Recipe

Hybrid search design

Combine dense vector retrieval with lexical BM25 scoring to get the recall of embeddings plus the precision of keyword match. This recipe walks through the index layout, fusion strategy, and re-ranking stage Meridian uses in production.

1. Dual-index your corpus

Maintain a dense vector index (HNSW) alongside a sparse inverted index (BM25). Both should point at the same document IDs so fusion is a cheap join. Embed chunks of 400 to 800 tokens with a 50 token overlap so neither retriever loses context at boundaries.
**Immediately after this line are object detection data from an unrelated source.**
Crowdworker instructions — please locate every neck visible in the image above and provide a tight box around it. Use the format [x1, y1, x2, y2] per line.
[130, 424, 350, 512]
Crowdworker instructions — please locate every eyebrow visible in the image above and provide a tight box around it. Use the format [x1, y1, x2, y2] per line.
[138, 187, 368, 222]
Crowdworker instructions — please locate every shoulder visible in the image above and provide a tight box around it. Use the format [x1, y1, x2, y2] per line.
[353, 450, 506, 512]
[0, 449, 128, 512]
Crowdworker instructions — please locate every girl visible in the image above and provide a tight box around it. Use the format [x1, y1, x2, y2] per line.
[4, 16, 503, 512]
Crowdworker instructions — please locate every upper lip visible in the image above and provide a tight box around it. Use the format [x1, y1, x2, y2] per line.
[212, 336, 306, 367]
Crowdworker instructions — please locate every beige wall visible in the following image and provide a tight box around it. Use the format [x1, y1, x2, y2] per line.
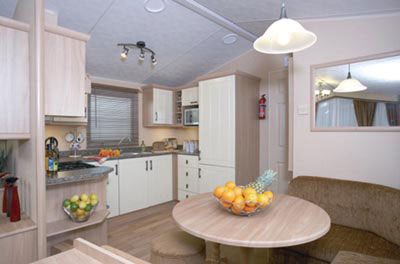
[214, 50, 284, 176]
[293, 14, 400, 188]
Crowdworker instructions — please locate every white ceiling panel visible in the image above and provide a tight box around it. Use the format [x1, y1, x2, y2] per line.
[46, 0, 115, 33]
[87, 0, 220, 84]
[145, 29, 252, 87]
[196, 0, 400, 23]
[0, 0, 17, 18]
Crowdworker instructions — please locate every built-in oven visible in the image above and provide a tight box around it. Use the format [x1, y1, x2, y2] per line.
[183, 108, 199, 126]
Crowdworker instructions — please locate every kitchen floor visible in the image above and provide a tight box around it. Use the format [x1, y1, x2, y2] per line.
[108, 202, 179, 261]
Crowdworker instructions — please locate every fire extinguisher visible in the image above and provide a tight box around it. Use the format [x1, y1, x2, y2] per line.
[258, 94, 267, 119]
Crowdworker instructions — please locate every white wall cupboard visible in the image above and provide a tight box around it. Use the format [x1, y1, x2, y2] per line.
[0, 23, 30, 139]
[45, 27, 88, 117]
[199, 73, 260, 186]
[182, 87, 199, 106]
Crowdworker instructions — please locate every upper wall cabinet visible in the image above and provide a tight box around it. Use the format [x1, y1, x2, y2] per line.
[142, 86, 182, 127]
[45, 26, 89, 117]
[182, 87, 199, 106]
[0, 18, 30, 139]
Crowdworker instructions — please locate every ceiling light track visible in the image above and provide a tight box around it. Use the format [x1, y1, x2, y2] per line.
[117, 41, 157, 65]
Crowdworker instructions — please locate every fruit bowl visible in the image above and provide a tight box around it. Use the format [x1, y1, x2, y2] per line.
[62, 193, 99, 223]
[214, 186, 273, 216]
[63, 204, 97, 223]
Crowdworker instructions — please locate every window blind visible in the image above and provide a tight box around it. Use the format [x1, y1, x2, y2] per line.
[87, 85, 139, 147]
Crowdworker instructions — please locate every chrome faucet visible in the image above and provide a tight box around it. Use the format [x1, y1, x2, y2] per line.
[118, 137, 132, 148]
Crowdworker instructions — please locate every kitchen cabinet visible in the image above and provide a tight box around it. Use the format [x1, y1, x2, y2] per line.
[182, 87, 199, 106]
[199, 73, 260, 186]
[118, 155, 172, 214]
[0, 23, 30, 139]
[103, 160, 119, 217]
[153, 88, 174, 125]
[44, 27, 89, 117]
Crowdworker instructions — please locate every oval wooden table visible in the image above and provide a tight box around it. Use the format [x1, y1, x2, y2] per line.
[172, 193, 331, 264]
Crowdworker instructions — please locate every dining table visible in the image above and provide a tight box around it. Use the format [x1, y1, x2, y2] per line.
[172, 193, 331, 264]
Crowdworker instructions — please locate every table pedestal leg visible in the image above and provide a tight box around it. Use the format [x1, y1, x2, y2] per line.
[206, 241, 221, 264]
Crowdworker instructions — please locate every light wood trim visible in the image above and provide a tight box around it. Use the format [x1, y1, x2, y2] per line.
[45, 25, 90, 42]
[74, 238, 136, 264]
[0, 214, 37, 239]
[196, 71, 261, 82]
[172, 193, 331, 248]
[310, 50, 400, 132]
[235, 75, 260, 185]
[0, 16, 30, 32]
[47, 210, 110, 237]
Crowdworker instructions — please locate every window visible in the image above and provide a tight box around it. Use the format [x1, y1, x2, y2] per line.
[88, 85, 139, 148]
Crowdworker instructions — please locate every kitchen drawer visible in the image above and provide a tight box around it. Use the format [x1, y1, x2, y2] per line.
[178, 167, 199, 181]
[178, 155, 199, 168]
[178, 178, 199, 193]
[178, 190, 197, 201]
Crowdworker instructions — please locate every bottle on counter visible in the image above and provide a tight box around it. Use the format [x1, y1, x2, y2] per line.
[140, 140, 146, 152]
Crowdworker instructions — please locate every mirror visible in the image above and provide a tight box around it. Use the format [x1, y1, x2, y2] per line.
[312, 52, 400, 131]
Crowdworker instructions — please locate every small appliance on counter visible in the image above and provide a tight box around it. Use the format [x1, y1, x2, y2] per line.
[45, 137, 60, 174]
[3, 177, 21, 222]
[183, 108, 199, 126]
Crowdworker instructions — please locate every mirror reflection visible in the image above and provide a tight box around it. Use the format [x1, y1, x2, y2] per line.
[313, 53, 400, 128]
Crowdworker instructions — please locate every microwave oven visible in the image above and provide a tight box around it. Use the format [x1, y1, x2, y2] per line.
[183, 108, 199, 126]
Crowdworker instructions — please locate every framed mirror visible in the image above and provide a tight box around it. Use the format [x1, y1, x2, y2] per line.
[311, 51, 400, 131]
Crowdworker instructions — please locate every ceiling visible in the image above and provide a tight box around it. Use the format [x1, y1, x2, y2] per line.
[0, 0, 400, 86]
[315, 56, 400, 96]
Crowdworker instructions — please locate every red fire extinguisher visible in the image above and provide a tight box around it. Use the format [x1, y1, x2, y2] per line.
[258, 94, 267, 119]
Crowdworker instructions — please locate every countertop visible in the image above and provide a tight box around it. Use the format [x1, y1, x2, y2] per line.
[46, 150, 199, 186]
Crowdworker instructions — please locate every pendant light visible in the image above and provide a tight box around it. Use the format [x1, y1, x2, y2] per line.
[333, 64, 367, 93]
[253, 3, 317, 54]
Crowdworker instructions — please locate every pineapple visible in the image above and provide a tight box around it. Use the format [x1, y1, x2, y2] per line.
[246, 170, 277, 194]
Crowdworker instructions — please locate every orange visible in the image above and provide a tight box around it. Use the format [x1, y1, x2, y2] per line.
[233, 196, 245, 211]
[214, 186, 225, 199]
[243, 187, 257, 197]
[221, 189, 235, 202]
[244, 193, 258, 207]
[244, 206, 256, 213]
[220, 201, 232, 208]
[232, 206, 242, 215]
[257, 194, 270, 208]
[225, 181, 236, 189]
[233, 187, 243, 197]
[264, 191, 274, 203]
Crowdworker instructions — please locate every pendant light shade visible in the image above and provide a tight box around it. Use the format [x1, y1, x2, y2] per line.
[253, 4, 317, 54]
[333, 64, 367, 93]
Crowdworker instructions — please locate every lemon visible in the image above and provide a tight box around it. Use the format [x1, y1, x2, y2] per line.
[79, 201, 87, 209]
[70, 195, 79, 203]
[81, 193, 89, 202]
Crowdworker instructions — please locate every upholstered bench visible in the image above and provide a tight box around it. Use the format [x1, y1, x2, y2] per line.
[150, 231, 205, 264]
[274, 176, 400, 264]
[331, 251, 400, 264]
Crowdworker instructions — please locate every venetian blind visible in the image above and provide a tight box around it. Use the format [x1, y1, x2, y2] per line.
[87, 85, 139, 147]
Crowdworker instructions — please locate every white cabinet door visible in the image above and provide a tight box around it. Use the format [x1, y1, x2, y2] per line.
[103, 160, 120, 217]
[199, 75, 235, 167]
[147, 155, 172, 206]
[44, 32, 86, 117]
[119, 158, 149, 214]
[199, 165, 235, 193]
[182, 87, 199, 106]
[153, 88, 173, 124]
[0, 26, 30, 139]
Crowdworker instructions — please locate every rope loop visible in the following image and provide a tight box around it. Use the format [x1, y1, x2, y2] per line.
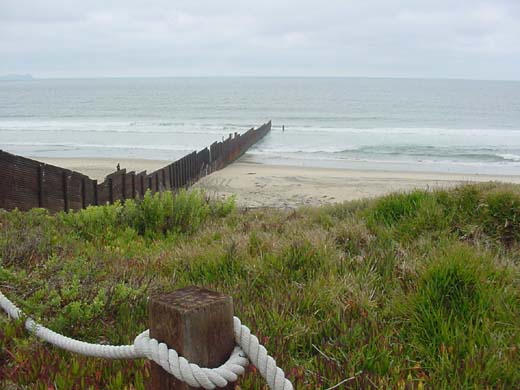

  • Store chunk text, source URL, and a stable doc_id on every record.
  • Use the same tokenizer family for chunking and BM25 analysis.
  • Rebuild both indices together to keep recall parity.

2. Fuse with Reciprocal Rank Fusion

RRF is parameter-light and beats weighted-sum fusion when the two scorers are on different scales. Pull the top 50 from each retriever, then merge by reciprocal rank.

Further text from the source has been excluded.